AAnnan commented 4 years ago

The model used is the All-Context 5mC by Rerio: res_dna_r941_min_modbases-all-context_v001.cfg

This is the raw output of per_read_modified_base_calls for this position:

947e2cf6-8490-4b2c-b4d0-78120e3de6ea chrV 1 12110094 -0.7226739977359252 -0.6644672502055191 Z GCG:1
98a4a197-ebec-436a-bc8b-53f0ca118ffa chrV 1 12110094 -0.004298609357603844 -5.451612248558269 Z GCG:1
0dd16e4f-deda-4175-8adb-0c377fba0405 chrV 1 12110094 -0.13320291900470727 -2.0817438830471344 Z GCG:1
ac4630f5-2e85-46bb-bf0d-495bdcb9136b chrV 1 12110094 -0.4301063976071987 -1.0510797315094773 Z GCG:1
62ca5063-c25e-471d-abcd-42e34217aa3e chrV 1 12110094 -0.018033556997778533 -4.024524207193623 Z GCG:1
45c0808a-9bd3-44d1-8ae6-6d06fc88eabb chrV 1 12110094 -0.014781790828441999 -4.221740996351207 Z GCG:1
c4a3e37f-29fc-4a06-9021-49bf72378c60 chrV 1 12110094 -0.1674604053933888 -1.8695703591983042 Z GCG:1
7061399b-96ad-4ad0-b33b-27120d580863 chrV 1 12110094 -0.4223819447293963 -1.0656136803882856 Z GCG:1
f167c21e-bb29-4b45-9e54-e96fb0d0fa0d chrV 1 12110094 -0.47791781166605524 -0.9677765649738068 Z GCG:1
34d91e65-c976-4a65-bc60-dc780c907bfa chrV 1 12110094 -0.0174373077511909 -4.057849229236101 Z GCG:1

This is the Megalodon command for this output:

megalodon ./final_fast5s/${lib} --guppy-server-path ${GUPPY_DIR}/guppy_basecall_server \
        --guppy-params "-d ./rerio/basecall_models/" \
        --guppy-config res_dna_r941_min_modbases-all-context_v001.cfg \
        --outputs basecalls mappings mods per_read_mods mod_mappings \
        --output-directory ./${lib}_${mod_motifs[i]} \
        --reference $genomeFile \
        --mod-motif Z GCG 1 \
        --write-mods-text \
        --mod-aggregate-method binary_threshold \
        --mod-binary-threshold 0.6 \
        --mod-output-formats bedmethyl wiggle \
        --mod-map-base-conv C T --mod-map-base-conv Z C \
        --devices 0 --processes 28

marcus1487 commented 4 years ago

It looks like the issue might be with the probability conversion.
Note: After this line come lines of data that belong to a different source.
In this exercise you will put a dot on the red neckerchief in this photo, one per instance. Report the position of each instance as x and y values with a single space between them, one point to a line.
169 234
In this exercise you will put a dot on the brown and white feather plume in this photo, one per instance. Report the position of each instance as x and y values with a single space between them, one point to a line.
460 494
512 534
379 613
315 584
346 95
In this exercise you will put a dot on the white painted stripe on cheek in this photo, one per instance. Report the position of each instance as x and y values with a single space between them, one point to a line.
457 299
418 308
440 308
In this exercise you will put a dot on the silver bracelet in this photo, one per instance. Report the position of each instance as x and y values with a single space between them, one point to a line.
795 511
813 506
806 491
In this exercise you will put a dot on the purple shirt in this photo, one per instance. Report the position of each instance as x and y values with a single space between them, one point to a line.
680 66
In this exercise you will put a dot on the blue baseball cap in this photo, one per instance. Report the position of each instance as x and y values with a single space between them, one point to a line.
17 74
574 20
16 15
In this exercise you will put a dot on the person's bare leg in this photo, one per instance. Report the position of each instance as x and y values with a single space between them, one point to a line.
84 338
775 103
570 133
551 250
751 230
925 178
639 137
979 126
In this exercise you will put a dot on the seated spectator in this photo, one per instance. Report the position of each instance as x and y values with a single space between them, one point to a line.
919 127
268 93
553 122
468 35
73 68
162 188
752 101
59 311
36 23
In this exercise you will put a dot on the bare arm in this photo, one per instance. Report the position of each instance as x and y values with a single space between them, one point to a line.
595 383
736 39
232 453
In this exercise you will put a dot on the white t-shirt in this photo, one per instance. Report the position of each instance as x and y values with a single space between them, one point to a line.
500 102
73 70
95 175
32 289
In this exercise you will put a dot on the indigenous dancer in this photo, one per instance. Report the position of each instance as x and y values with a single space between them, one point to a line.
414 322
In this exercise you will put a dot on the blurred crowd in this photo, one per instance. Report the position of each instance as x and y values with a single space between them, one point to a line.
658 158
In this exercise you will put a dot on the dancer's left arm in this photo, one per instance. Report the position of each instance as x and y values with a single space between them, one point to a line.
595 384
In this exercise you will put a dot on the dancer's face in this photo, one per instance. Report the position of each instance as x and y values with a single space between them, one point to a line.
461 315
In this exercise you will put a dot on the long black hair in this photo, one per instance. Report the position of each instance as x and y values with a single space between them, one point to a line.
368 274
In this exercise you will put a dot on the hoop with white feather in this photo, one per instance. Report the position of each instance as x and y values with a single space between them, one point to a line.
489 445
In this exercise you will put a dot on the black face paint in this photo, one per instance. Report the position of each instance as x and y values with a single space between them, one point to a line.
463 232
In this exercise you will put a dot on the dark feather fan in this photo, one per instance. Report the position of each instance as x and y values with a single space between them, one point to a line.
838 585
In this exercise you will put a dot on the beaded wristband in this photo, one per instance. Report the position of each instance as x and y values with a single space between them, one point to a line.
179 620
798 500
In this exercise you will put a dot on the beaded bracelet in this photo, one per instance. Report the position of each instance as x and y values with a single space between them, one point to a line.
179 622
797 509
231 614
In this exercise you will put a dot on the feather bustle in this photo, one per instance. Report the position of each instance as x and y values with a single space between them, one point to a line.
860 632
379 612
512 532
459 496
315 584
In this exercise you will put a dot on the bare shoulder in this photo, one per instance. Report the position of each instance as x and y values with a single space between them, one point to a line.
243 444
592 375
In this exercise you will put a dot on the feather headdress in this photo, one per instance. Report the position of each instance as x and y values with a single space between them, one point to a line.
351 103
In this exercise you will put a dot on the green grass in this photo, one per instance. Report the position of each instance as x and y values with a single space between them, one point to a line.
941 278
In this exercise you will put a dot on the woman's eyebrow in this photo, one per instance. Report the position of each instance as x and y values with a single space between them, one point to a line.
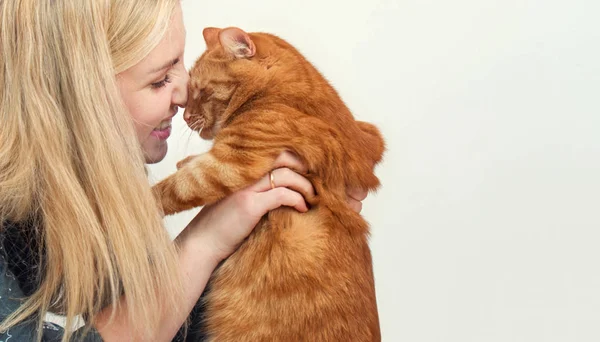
166 65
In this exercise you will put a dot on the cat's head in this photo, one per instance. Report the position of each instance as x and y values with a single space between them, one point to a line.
236 69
The values stored in the per-read calls text file (and the database) are the natural log and not log 10.

AAnnan commented 4 years ago

Alright, that makes sense, thank you.

franrodalg commented 3 years ago

Hi Marcus!

Sorry for resurfacing this, but is the fact that the per-read call files report natural log documented anywhere?

Cheers, Fran

marcus1487 commented 3 years ago

I don't know if it is specifically noted that the logarithm is the natural logarithm. I will try to remedy this in a future release.